Essas percepções também se alinham com o JH. Em uma seção explicitamente sobre como o JH responde por vieses de auto-serviço naquele artigo de 2003, expliquei que, “de acordo com o JH, as pessoas deveriam tender a explicar seu comportamento e as coisas que aconteceram a eles de uma forma que influência social ”(p. 173). E em uma seção separada explicando como o JH explica os desvios nas capacidades de raciocínio humano de maneira mais geral, a descrição oferecida foi a seguinte: “A JH sugere ainda que a capacidade de raciocínio geral em humanos surgiu da determinação do que é e do que não é justificável em o contexto social. Isso dá origem a outra implicação do JH. Se o raciocínio social deu origem ao raciocínio geral, então os humanos deveriam ser particularmente adeptos do raciocínio social, pelo menos em comparação com outras formas de raciocínio geral. Este é precisamente o caso. ”(P. 175).

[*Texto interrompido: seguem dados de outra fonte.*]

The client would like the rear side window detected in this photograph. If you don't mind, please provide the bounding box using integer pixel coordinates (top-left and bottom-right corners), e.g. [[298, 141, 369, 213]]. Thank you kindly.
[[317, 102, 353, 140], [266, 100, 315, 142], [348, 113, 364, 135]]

Em resumo, as idéias centrais sobre o raciocínio humano apresentadas em O Enigma da Razão correspondem diretamente às idéias apresentadas na Hipótese da Justificação.

    Vou resumir este breve blog dizendo que acho que os autores têm uma visão muito importante sobre a razão humana. Suas idéias são quase idênticas a um insight que eu tive há mais de 20 anos, e isso tem sido o assunto de muitas publicações subseqüentes.

    Um enigma, no entanto, permanece. É de se perguntar por que, se o JH é tão semelhante à tese deste livro, Mercier e Sperber não o revisaram ou citaram, mas afirmaram que a idéia deles é nova? Esse é o enigma “real”. Para os leitores interessados ​​em aprender mais sobre esse lado interessante da história, veja aqui a descrição completa da situação e aqui um blog mais completo sobre o que aconteceu.